According to Campaign Against the Arms Trade, 19 companies with 43 locations in Scotland have exported military goods to Israel within the last ten years. The most prominent of these firms include BAE Systems, Leonardo, Thales, Raytheon, and Lockheed-Martin. Several of these locations are manufacturing plants that produce weaponry components destined for Israel, such as Leonardo in Edinburgh and Thales in Govan. As of 2021, Scottish Enterprise—the Scottish Government's business agency—dispensed nearly £10 million in grant funding to these firms. We demand an immediate end to all Scottish governmental support for these arms companies. We also demand that the Scottish Government exert pressure on the UK Government for a comprehensive trade embargo on arms, arms components, and military technology to and from Israel.
We demand an end to Scottish public funding for companies complicit in Israeli apartheid.
Through contracts and business grants, the Scottish Government invests millions of pounds of public funds (our taxes) in companies which profit from Israel’s campaign of ethnic cleansing, including the previously mentioned arms manufacturers. Regional governments in Scotland also remain complicit in their finances: the Lothian Pension Fund alone invests more than £164 million in Lockheed-Martin, Albemarle Corp., Caterpillar, and Siemens AG, all firms which profit from Israeli occupation. We demand that all national and local Scottish governments divest public funds from such companies.

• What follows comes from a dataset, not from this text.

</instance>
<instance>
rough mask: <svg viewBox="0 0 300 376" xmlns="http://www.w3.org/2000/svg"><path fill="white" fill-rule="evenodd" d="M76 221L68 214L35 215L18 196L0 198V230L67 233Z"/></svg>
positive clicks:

We demand economic and political sanctions on Israel.
Alongside public divestments from complicit companies, the Scottish Government must impose sanctions on the Israeli state, and put pressure on the UK Government to follow suit. In particular, we demand an immediate halt to all trade between Scotland and Israel which sustains illegal Israeli settlements in the West Bank, including (but not limited to) the sanctioning of the 112 companies identified by the United Nations Human Rights Council as complicit. We also call on the Scottish Government to follow the example of countries like South Africa and Bolivia by suspending any existing diplomatic relations between Scotland and the Israeli state, while also pushing for such suspensions within the UK Government.
We continue to align with global demands for an immediate ceasefire in Gaza. However, we recognize that this can only be a temporary recourse. Ultimately, a ceasefire cannot eliminate the root of Palestinian suffering: Israel’s ongoing project of ethnic cleansing and apartheid. We envision a unified, liberated, and democratic future across the whole of historic Palestine, where citizens can live freely and equally regardless of ethnic or religious background. Yet this vision remains impossible while the Zionist regime continues its brutal subjugation of the Palestinian people. We call on the Scottish Government to reject its current complicity by implementing our demands, thereby making tangible steps towards a free Palestine. Furthermore, we call on the Scottish public and civil society to join our movement and demand that our government make more substantial efforts to challenge Israel’s crimes. In the prescient words of Martin Luther King Jr., “True peace is not merely the absence of tension; it is the presence of justice.” Without deliberate action towards justice, talk of peace rings empty. It is for this reason that we refuse to settle for a ceasefire alone, and instead push beyond it—Onward to the total liberation of Palestine!